Cuando el INE dice que ahora acudirá a la Suprema Corte, para pedirle auxilio, justamente lo haría para que esta ultima casa de justicia se pronuncie respecto a si el poder legislativo tiene dentro de su bolsa de atribuciones la de reducirle el presupuesto a un organismo constitucionalmente autónomo y si en caso de que así se considere, si lo puede hacer sin dar mayores argumentos para fundamentar y motivar esta reducción, una apuesta difícil, pero en esta época de fe, se vale.

Similares agresiones presupuestarias han sufrido algunos organismos electorales locales que padecen reducciones injustificadas, es el caso de Puebla, Oaxaca, Ciudad de México, Morelos, Sinaloa y Nuevo León, entre otros; no sucede así en el Estado de México o en Coahuila en donde se tiene respeto por lo que estos organismos locales solicitan. ¿De que depende? De la solvencia moral de los consejos electorales estatales, de la racionalidad de su gasto y principalmente de la vocación democrática de los que encabezan los poderes ejecutivos y legislativos en los distintos estados del país.

Lo anterior viene a cuento por el recorte de 4900 millones al INE, que lo pone en aprietos para organizar la aclamación de mandato que pide el presidente para el próximo 10 de abril, el problema radica en que la ley reglamentaria respectiva obliga al INE a instalar el mismo numero de casillas que se necesitaron para la elección intermedia de este año, es decir más de 160,000 en todo el país, integradas por lo menos por cuatro ciudadanos, es decir 640,000, que tendrán además de aceptar prestarse a este numerito, ser capacitadas para recibir los pocos votos que se prevén. Lo que desde luego no se advierte fácil.

La única alternativa posible para el INE es que no se junten los casi 3 millones de firmas que se requieren para darle vida a la convocatoria de la revocación, lo que es posible si consideramos que hasta ahora se han reunido solamente 356,000 es decir un 12% de las que se requieren, a pesar de que ha existido una buena movilización de grupos pro-ratificación en las plazas públicas de las principales ciudades.
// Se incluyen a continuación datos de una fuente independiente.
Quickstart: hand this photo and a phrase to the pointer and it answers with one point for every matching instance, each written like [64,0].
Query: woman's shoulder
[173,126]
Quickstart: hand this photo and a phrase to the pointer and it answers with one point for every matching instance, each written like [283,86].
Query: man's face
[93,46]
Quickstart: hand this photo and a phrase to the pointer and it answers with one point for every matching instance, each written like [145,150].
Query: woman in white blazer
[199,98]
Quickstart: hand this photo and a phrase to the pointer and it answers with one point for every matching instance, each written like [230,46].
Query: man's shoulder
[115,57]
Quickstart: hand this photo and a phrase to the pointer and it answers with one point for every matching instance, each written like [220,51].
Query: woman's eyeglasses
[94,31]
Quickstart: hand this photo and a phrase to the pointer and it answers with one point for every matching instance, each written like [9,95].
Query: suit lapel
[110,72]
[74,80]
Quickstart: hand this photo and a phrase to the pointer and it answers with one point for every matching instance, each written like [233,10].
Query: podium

Quedan solamente 30 días para lograr las más de 2.7 millones que faltan; el maratón Guadalupe- Reyes se ve más sencillo de alcanzar que el numero de apoyos que dice la ley.
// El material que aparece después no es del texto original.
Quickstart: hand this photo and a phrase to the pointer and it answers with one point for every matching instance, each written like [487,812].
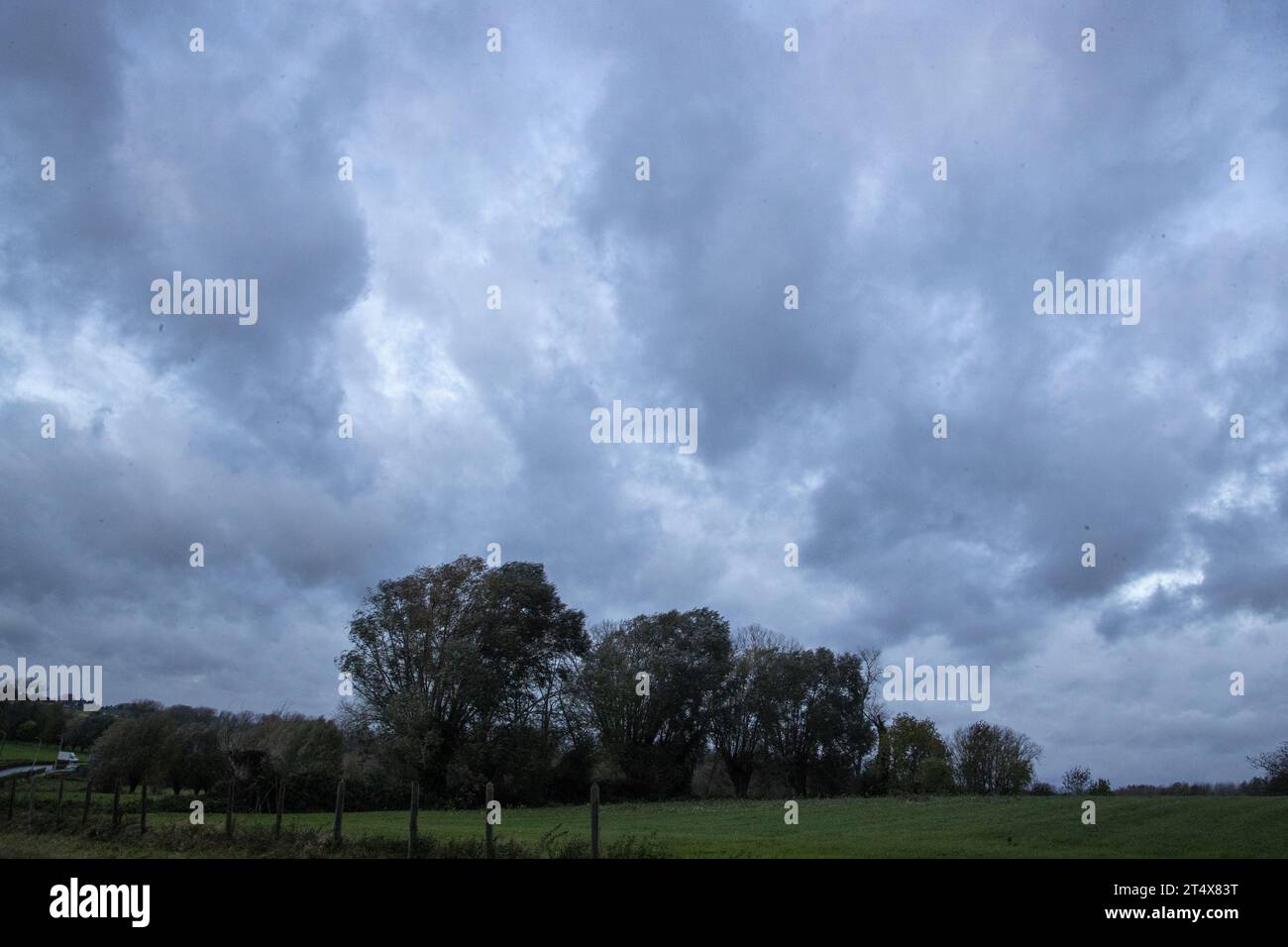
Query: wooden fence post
[487,823]
[339,810]
[281,801]
[413,828]
[593,819]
De no lograrse reunir las firmas legitimas, el INE así lo tendrá que anunciar en febrero, desde luego no será algo fácil de digerir, sin embargo, este asunto quedará susceptible de ser impugnado ante el TEPJF y auditado por terceros que revisen el numero alcanzado y la legitimidad de las firmas; descontando las falsas, las repetidas y las de las personas ya fallecidas, supuestos todos que ya se han dado en anteriores ejercicios. No falta mucho pues para saber como terminará esta tragicomedia política, digna de una buena serie de Netflix.

* Las declaraciones y opiniones expresadas en este artículo son de exclusiva responsabilidad de quien las escribe y firma, y no representan el punto de vista de Publimetro.